NRK Nefesini, nefesinizin gücüyle “İç Eczanenizi” aktive etmenin bir yolu olarak düşünün.

NRK Nefes Çalışması Şunları İçerir;
-Rahatlama/Dinlenme: Stresin nasıl kapatılacağını, kalp atış hızı ve kan basıncının nasıl düşürüleceğini
-Enerji: Çekirdek vücut sıcaklığının, kalp atış hızının nasıl artırılacağı ve hastalık ve inflamatuar hastalıklara karşı kontrollü bir stres tepkisinin nasıl oluşturulacağını.

NRK Nefes Tekniği şunları yapabilir:
-Beynin uykuda olan fonksiyonlarını uyandırır.
-Yaratıcılığı ve problem çözmeyi geliştirir.
-Yüksek bilinç ve ilham durumları yaratır.
-Beyin fonksiyonunu ve zihin gücünü geliştirir.
-Kan dolaşımını ve lenfatik sistemi aktive ederek bedeni temizler ve arındırır.
-Zihninizi daha güçlendirici inanç ve alışkanlıklarla yeniden damgalarsınız.
-Niyetlerinizi belirler ve önemli hedefleri tamamlamak için motivasyon ve enerji yaratırsınız.
-Kendini gerçekleştirme: Gerçek benliğinizi ve en derin içsel çağrınızı keşfedersiniz.

-Uyanış, kelimenin tam anlamıyla insanları tam insan potansiyellerine uyandırır! (İnsanı-ı Kamil)

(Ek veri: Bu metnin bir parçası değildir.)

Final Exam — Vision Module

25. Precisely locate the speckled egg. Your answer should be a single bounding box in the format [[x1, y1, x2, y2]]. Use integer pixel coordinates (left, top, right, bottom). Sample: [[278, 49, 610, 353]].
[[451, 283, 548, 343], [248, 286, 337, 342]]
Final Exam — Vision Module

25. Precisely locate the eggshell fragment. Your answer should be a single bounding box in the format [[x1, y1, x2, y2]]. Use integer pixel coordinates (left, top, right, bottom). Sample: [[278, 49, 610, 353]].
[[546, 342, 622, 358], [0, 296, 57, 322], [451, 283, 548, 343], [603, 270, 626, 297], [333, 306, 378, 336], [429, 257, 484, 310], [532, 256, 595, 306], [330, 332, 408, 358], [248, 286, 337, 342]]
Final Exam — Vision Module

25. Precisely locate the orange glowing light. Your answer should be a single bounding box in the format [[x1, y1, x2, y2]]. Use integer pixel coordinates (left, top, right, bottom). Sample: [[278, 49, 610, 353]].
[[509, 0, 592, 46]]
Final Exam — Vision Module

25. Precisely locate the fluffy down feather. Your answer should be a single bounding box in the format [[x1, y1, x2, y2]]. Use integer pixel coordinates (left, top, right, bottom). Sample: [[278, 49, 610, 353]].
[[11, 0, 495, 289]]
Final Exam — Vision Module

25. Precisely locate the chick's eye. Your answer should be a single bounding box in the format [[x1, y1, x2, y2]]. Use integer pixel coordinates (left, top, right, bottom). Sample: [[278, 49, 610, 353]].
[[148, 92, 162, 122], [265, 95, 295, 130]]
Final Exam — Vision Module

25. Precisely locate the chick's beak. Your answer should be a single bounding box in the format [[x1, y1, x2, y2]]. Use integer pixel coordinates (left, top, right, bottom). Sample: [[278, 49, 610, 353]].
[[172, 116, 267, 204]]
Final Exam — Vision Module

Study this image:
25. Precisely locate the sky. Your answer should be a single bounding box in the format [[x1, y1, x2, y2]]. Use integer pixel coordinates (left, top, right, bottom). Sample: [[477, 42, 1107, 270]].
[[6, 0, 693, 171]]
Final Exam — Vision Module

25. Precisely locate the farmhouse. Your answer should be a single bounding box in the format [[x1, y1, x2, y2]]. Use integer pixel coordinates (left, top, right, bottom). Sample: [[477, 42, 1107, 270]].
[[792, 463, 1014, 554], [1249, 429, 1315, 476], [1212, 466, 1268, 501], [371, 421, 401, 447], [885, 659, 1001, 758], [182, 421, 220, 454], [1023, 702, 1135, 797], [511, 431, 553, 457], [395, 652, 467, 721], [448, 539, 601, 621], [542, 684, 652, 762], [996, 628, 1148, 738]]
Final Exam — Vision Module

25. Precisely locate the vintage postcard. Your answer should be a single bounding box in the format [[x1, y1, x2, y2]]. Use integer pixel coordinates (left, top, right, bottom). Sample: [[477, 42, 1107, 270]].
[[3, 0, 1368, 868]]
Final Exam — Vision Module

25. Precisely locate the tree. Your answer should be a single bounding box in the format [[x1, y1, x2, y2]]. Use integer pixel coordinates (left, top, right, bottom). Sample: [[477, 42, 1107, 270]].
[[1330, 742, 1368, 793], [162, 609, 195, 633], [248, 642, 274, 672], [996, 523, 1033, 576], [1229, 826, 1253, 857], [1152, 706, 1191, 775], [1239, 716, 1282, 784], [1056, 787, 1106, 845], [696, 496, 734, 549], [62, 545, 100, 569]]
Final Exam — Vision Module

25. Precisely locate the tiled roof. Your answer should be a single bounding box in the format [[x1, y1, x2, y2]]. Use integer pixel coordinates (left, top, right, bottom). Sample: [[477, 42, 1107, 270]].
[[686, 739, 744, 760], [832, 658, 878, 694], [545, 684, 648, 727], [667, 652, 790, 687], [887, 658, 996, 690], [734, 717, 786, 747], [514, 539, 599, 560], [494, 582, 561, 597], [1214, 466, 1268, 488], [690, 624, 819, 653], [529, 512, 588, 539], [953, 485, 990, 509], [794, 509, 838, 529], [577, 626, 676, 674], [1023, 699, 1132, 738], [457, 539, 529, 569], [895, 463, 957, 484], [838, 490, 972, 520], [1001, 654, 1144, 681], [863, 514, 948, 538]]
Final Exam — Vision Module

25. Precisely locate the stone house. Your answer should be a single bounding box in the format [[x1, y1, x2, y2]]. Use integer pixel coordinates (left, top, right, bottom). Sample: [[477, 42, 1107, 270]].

NRK Nefes Tekniğinin Bilimsel Açıklaması-1
-Nefes aldığınızda oksijeni (ve diğer molekülleri ve gazları) içinize çekersiniz, nefes verdiğinizde ise CO2 (ve diğer moleküller ve gazlar) verirsiniz. Bu solunumdur.
-Nefes aldığınızda kalp atış hızınız biraz artar. Nefes verdiğinizde kalp atış hızınız biraz azalır (Lehrer, 2007). Bu solunumun temel ilkesidir ancak metabolizma için de önemlidir.
-O₂’yi soluduğunuzda akciğerlerinizdeki kırmızı kan hücrelerine bağlanır. Bu kan hücreleri, kalbinizin pompalama hareketi sayesinde oksijeni doku ve organ hücrelerine taşır. Vücudunuzun hücrelerindeki mitokondriler, ateş gibi bir enerji aracı olarak oksijene ihtiyaç duyarlar (“Hücresel Solunum”).

İçinizde yaşamak için ihtiyacınız olan tüm enerjiyi üreten bir ateşin yandığını hayal edin.
Çok az oksijen varsa ateş hiç yanmaz. Tıpkı vücudumuzdaki gibi: Oksijen az olursa hayatta kalamayız. Bir yangında çok fazla oksijen varsa, çok fazla yanar ve potansiyel olarak bir miktar hasara neden olur. Vücudumuzda çok fazla oksijen varsa, bu oksidatif stres adı verilen bir duruma neden olur. Oksidatif stres, vücudumuzdaki serbest radikaller ve antioksidanlar arasında bir dengesizlik olduğunda ortaya çıkar. Hücre ve doku hasarına neden olabilir.
Dolayısıyla doğru oksijen dengesine ihtiyacımız olduğu açıktır; ne çok fazla ne de çok az.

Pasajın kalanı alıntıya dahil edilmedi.